Let me paint a bleak picture for you: twenty-six ten and eleven year old students hunched over their desks, in rows like little soldiers, each an island unto themselves. Occasionally they make eye contact with me, to use our pitiful attempts at sign language to signal for tissue, bathroom, or drink. They know better than to ask for anything else because they know I’m not allowed to grant it. I glance around at the bare, stark walls. They are usually vibrant with posters, charts, and the evidence of our learning but all that had to be removed for the test. So much for what I always say to my learners: “Smart people use the resources around them!” The only sound in the usually boisterous room is the buzzing of overhead fluorescent lights and deep sighs of mentally exhausted children. I speed walk over at the familiar crack of a snapping pencil point to alleviate the nerves that usually accompany that sound. I trade pencils with a sleepy eyed boy and notice that his pencil has bite marks on it. I heave a deep sigh myself and keep on pacing, slowly wearing deep grooves in the carpet, wondering what my trusty pedometer will read at the end of today, Day 4.
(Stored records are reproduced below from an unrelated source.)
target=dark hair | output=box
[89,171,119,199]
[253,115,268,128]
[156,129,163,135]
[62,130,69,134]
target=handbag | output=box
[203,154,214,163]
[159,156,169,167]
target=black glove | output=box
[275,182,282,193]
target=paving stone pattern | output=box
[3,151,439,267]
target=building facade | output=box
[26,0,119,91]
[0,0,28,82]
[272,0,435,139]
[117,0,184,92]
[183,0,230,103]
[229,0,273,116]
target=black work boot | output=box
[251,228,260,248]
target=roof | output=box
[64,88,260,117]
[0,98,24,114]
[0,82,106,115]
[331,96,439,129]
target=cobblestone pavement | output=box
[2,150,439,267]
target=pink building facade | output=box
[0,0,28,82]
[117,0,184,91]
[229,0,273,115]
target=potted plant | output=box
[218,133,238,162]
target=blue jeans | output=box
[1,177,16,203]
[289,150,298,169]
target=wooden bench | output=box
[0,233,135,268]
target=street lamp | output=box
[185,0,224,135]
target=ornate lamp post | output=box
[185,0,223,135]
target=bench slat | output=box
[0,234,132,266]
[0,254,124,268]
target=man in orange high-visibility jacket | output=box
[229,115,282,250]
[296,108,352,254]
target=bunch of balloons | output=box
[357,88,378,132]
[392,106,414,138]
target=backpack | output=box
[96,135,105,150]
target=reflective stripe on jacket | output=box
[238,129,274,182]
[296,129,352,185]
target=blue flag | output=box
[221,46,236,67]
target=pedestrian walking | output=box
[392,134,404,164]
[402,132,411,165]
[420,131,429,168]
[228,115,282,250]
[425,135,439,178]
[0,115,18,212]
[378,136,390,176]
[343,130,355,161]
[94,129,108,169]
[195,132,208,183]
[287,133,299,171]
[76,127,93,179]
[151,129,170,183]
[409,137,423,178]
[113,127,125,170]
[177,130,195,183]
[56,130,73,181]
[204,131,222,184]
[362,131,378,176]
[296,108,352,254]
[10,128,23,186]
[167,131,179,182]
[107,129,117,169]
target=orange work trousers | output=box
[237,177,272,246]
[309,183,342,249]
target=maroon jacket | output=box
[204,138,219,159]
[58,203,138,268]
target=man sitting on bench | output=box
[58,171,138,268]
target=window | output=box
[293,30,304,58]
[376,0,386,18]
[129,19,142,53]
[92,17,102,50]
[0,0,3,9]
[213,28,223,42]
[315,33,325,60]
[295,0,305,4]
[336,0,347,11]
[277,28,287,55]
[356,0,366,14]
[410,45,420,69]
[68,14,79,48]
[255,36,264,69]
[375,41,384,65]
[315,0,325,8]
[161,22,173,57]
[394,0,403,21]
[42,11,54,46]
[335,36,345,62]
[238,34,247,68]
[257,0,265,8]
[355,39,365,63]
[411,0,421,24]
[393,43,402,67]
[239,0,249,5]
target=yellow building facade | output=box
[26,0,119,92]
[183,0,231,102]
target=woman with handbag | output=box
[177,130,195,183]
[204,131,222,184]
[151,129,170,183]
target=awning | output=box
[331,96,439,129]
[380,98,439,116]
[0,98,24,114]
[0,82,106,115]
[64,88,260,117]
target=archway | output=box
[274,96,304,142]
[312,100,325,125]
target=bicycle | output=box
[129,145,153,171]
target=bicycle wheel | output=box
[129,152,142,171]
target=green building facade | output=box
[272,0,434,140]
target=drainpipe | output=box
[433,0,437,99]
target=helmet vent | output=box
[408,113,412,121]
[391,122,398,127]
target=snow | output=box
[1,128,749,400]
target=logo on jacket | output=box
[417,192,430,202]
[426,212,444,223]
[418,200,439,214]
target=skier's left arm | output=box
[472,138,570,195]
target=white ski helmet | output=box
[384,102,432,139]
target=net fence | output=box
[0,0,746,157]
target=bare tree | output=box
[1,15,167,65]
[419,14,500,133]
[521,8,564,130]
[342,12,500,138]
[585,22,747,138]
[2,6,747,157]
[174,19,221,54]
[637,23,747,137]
Rewind to Monday, Day 1 of AIMS (Arizona’s Instrument to Measure Standards) testing. Motivation starts out high. I tell their beautiful faces over and over again, “You are so much smarter than this test! It tests low level knowledge- we are way beyond that!” We have sharpened #2 pencils straight up in a bucket with slogans like, “Do your best on the test!” and “I believe in you!” We have energy, enthusiasm, and bags of snacks to fill nervous tummies and mints to suck on to help maintain focus through the long sessions ahead.
Then the inevitable happens…the dreaded helpless hand raiser. Normally questions are allowed, no, encouraged in this classroom. After all, we usually sit under the amused eye of a poster declaring, “Even Einstein asked questions!” Not this week. Not during testing. We have been warned against even speaking to students during testing time, fearful that it may leave others to wonder about cheating. No talking for us, hence the sign language. So I speed walk over to the hand raiser, a darling girl I’ve had the pleasure to know since she was tiny and who’s sister was in my fifth grade class. She points down at her thick testing booklet and looks up at me, wide blue eyes filling with terror and tears.
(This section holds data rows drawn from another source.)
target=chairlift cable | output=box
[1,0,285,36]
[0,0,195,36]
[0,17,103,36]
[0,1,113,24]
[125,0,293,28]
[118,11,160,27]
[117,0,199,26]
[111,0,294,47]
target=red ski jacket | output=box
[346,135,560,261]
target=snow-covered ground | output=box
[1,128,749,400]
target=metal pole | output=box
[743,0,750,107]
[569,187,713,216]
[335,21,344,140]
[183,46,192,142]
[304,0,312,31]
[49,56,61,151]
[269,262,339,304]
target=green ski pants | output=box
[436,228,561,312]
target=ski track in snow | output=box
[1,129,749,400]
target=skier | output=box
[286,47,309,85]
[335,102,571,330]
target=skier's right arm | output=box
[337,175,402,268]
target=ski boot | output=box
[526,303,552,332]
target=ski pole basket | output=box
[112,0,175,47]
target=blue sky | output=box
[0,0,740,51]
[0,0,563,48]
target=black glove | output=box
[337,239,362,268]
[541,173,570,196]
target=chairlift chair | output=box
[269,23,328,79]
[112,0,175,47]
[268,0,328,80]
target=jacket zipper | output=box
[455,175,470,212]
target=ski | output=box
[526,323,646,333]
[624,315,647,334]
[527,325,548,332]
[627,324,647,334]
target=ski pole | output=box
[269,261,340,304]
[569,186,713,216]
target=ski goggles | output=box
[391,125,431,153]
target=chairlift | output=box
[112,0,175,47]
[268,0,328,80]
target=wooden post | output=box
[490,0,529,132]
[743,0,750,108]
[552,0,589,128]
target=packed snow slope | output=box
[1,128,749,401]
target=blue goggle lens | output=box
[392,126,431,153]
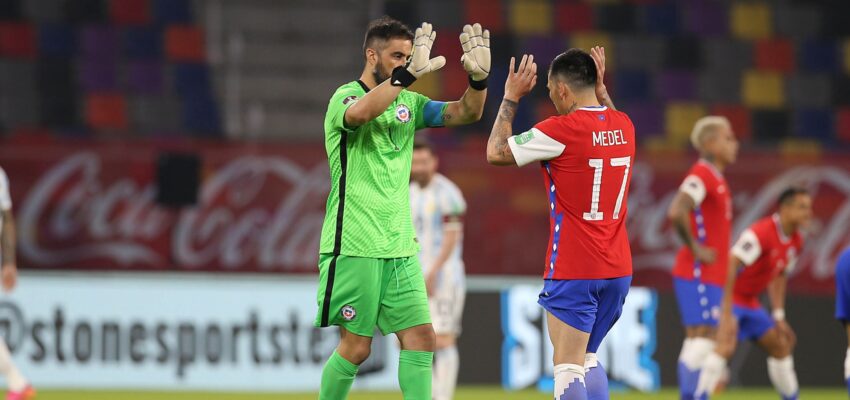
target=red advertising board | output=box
[1,139,848,293]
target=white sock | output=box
[0,338,27,392]
[767,356,799,397]
[845,348,850,380]
[554,363,586,398]
[696,352,727,396]
[433,345,459,400]
[679,337,715,370]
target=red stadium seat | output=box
[555,2,593,33]
[755,38,795,72]
[711,104,753,143]
[0,22,35,59]
[86,93,129,130]
[165,25,205,62]
[110,0,151,25]
[464,0,505,33]
[837,108,850,143]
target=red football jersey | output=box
[730,214,803,308]
[507,106,636,280]
[671,161,733,286]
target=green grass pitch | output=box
[32,387,845,399]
“Mrs. Maloney, there’s a mistake in my test. These two answers are the same! How do I choose? What should I do?” she pleads up at me.
And here is the moment of teacher heart break. Although I cannot look at the test, having signed a waiver stating just such a promise, I have to do something for this poor child before the tears start to flow…hers and mine. So I do the only thing I can do, take a deep breath, look her in the eyes, and say, “Make your best judgement,” although it goes against every fiber of my teacher being. I can’t tell her to read carefully, look for clues, or even take a break and look at it again with fresh eyes.
It struck me again this year, like it does every April, just how crazy this week is. It used to feel silly. One test that measures such a narrow set of criteria is going to tell me what my students learned this year? I don’t think AIMS will tell me how Jorge moved up three grade levels in reading comprehension this year as an English language learner but is still not on grade level and fatigues easily.
Then it started to feel scary when our school label was tied to the results. The state is going to put a label on Karen, who came to me as a selective mute and is just now beginning to trust her classmates and me enough to let me hear her words? She just whispered in class last week, “I’m glad to be a Bobcat.” Will she still be proud if we get a C label?
This had a different, more sinister feel. This year our evaluations and status in the district are partially tied to how our students measure up during AIMS week. I’m nervous about Makenzie, who stopped coming to school for the past few weeks and suddenly showed up out of the blue today. I’m worried about Alexander who normally stands to learn because he learns best when he has freedom of movement. Today he is twitching while anchored in his chair, foot tapping a mile a minute.
I wonder how many people know we sign a contract promising to not even look at the test, let alone help a student. Our teaching credentials are on the line. I bet it is not common knowledge that many teachers wear pedometers during testing week to count how many miles we walk while proctoring the tests. I wonder how many people agree that our pay should be tied to the results of this teaching testing torture.
But I sigh another deep sigh and continue wearing grooves in the carpet of my classroom. I’m looking forward to tomorrow when teaching and learning can begin again.
*Note: all students’ names have been changed.